Caminaba desde un pub irlandés hacia la plaza de Lourdes, donde una iglesia se erige, en uno de los entornos más LGBT del país. Me encontré con un chico, que a todas luces se definiría a sí mismo como alternativo. Cuando estuvimos desnudos, vi su cuerpo tatuado, un lobo, un tigre y una corona. Le pregunté por el último, que estaba dibujado sobre su abdomen. No supo qué responder, lo dudó, de manera que le ayudé "dime lo primero que se te venga a la mente" le dije. Él me respondió, con cierta dificultad, que era un tatuaje para aumentar su autoestima.

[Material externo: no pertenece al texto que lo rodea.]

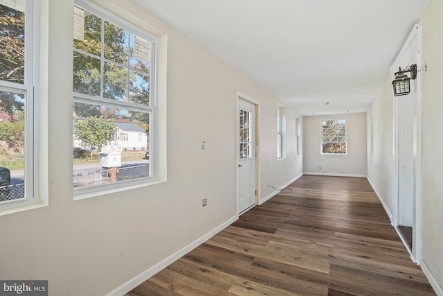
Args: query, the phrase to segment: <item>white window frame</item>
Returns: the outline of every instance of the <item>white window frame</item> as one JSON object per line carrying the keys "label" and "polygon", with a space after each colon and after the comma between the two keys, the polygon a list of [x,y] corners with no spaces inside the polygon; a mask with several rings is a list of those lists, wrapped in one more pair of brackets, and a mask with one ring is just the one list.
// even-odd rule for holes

Y no son pocos los hombres, que como fieras inquietas, se desenvuelven en el hostil mundo gay y que tras la armadura revelan un suave molusco herido. Después de besarme con un chico en una fiesta, intenté ser su amigo, estaba solo en el mundo. Su madre lo dejaba solo porque había perdido su empleo. Estudiaba en una universidad pública y no le habían aprobado una residencia universitaria. En una ocasión mientras éramos sinceros, me dijo que toda su vida se había sentido vacío y había caminado sin parar con esa sensación. La noche que nos conocimos, mientras nos abrazábamos, le dije al oído que lo bautizaría Escorpión de Primavera.
Hace años, mientras salía de un baño, un hombre me abordó. Pensé que era mejor si hablábamos. Al lado de la iglesia Porciúncula, me contó que antes de que muriera su madre, había soñado con sus flores favoritas. Me confesó que nadie sabía que había terminado con su novio porque temía enfrentar la reacción de los demás.
Hace unos días caminaba por las aceras de la discoteca gay más grande de la ciudad, vi cómo adolescentes vomitaban de todos los colores, rodeados de la mirada divertida de sus compañeritos. Esta vez, lo que me parecía llamativo y casi inalcanzable, comenzó a mostrarse turbio, una especie de fracaso lleno de luces y de música que no se puede bailar sin una herida en el alma.